[lldb-dev] Make a StackFrame return immediately

Greg Clayton gclayton at apple.com
Mon Jul 18 18:05:46 PDT 2011


On Jul 18, 2011, at 5:23 PM, Filipe Cabecinhas wrote:

> Hi,
> 
> Is there a way to mimic gdb's "return <expr>" command?

Not if you want to change the return value.

If you don't want to change the return value you can use "thread step-out". "thread step-out" (which is aliased to "finish"), is context sensitive to the frame you are currently in, so if you run and stop in a frame and then do a "frame select 12", and then to a "thread step-out", you will return to frame 13.

> 
> (gdb) help return
> Make selected stack frame return to its caller.
> Control remains in the debugger, but when you continue
> execution will resume in the frame above the one now selected.
> If an argument is given, it is an expression for the value to return.
> 
> 
> I've been looking at the StackFrame class, but it doesn't look like it can do that.
> If I wanted to implement it, where should I look first? I can get the return address (StackFrame.GetRegisterContext().get().GetReturnAddress(), I think) write it to the PC (StackFrame.ChangePC()), but I have no idea how to get the expression's result into the return registers/memory.

LLDB currently doesn't have any real idea of where the return address goes, we currently let the compiler handle all ABI issues by the way we make expressions.

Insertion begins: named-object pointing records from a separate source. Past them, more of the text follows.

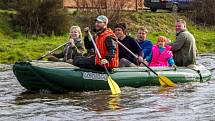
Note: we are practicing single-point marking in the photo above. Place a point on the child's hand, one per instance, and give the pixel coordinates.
(86, 29)
(168, 40)
(174, 66)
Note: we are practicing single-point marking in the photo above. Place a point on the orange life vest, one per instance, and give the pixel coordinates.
(100, 43)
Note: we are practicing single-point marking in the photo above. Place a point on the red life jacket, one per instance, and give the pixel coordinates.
(160, 58)
(100, 43)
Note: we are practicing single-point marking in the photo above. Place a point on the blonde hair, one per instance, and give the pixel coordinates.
(77, 28)
(143, 28)
(182, 21)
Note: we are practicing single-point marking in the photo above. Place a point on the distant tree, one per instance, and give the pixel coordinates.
(203, 12)
(40, 17)
(111, 8)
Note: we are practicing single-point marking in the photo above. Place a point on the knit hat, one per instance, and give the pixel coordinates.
(102, 18)
(121, 25)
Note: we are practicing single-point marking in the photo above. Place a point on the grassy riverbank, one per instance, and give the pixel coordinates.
(17, 47)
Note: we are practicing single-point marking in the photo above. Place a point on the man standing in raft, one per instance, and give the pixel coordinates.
(106, 43)
(184, 48)
(161, 54)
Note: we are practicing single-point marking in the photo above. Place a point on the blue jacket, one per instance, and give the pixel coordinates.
(146, 46)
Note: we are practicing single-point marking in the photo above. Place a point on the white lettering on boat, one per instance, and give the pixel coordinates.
(94, 76)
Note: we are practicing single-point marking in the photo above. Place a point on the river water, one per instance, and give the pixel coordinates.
(187, 102)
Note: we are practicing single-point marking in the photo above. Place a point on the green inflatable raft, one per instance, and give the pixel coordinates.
(60, 76)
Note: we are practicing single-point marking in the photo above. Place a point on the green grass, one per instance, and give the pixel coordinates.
(17, 47)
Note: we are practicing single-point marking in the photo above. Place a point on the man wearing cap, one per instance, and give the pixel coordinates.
(127, 59)
(106, 43)
(184, 48)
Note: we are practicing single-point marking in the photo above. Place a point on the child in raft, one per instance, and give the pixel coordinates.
(161, 54)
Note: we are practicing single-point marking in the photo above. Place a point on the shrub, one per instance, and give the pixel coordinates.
(40, 17)
(203, 12)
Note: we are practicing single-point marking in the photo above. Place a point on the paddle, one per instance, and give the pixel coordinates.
(52, 51)
(113, 85)
(162, 79)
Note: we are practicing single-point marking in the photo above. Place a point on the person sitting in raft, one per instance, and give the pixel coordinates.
(127, 59)
(146, 45)
(161, 54)
(74, 48)
(106, 43)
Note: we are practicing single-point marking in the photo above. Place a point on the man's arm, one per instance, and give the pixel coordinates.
(88, 43)
(111, 45)
(178, 44)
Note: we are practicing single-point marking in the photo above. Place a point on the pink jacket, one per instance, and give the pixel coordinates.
(160, 59)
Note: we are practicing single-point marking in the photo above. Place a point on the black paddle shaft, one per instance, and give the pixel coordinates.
(135, 56)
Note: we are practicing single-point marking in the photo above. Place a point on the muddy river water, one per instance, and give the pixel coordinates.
(187, 102)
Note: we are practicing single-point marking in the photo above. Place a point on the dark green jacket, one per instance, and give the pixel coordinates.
(184, 49)
(71, 52)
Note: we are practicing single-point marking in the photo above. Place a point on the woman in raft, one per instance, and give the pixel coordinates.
(75, 47)
(161, 54)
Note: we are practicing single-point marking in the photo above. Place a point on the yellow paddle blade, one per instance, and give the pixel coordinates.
(166, 81)
(113, 86)
(161, 83)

There is another issue where if a function isn't external, the compiler can make a call to this function and how the function returns the value, violate the ABI. In most cases you won't get affected by this, but it would be nice if we knew for sure from the compiler or debug info where the return value is. The old ARM compiler used to inject artificial DW_TAG_variable debug information entries into the DWARF that would tell you the result of functions which has a location that describes the returned value and where it is.


> ClangExpression isn't a big help there, since the result comes to debugger-land.

Yep, and even so there is the issue that internal functions can violate the ABI...

FYI: anything ABI related is currently in the ABI plug-ins:

lldb/source/Plugins/ABI/*

The ABI function:

    virtual bool
    ABI::GetReturnValue (Thread &thread,
         	         Value &value) const = 0;

Take a look a the ABIMacOSX_i386 and ABIMacOSX_x86_64 versions of this function and see if this does close to what you want. You can also fill in more functionality inside these for types you want it to support. Currently we fill the "value" argument with the result, but we don't fill in the context (See the "void Value::SetContext (ContextType context_type, void *p)" function for details, but the  ABI::GetReturnValue functions can be modified to fill in the register context for return values that are returned in registers, and the address (See the "Value::SetValueType (...)" function) if needed.

These functions currently will attempt to extract the return value for a function according to the ABI rules for simple pointer size or less types only (no structs, floats, complex etc). So this might help you for the simple cases. If you were to implement this command you would want to add a new "return" subcommand in the "thread" multi-word command. In the "Execute" function of the new "return" command you would want to evaluate an expression an store the result, set a breakpoint at the return address, install a breakpoint callback and run and hit the breakpoint, then try and instert the expression result into the appropriate location (you would need to modify the "ABI::GetReturnValue(...)" to fill in the "value" param more completely with the location of the return type.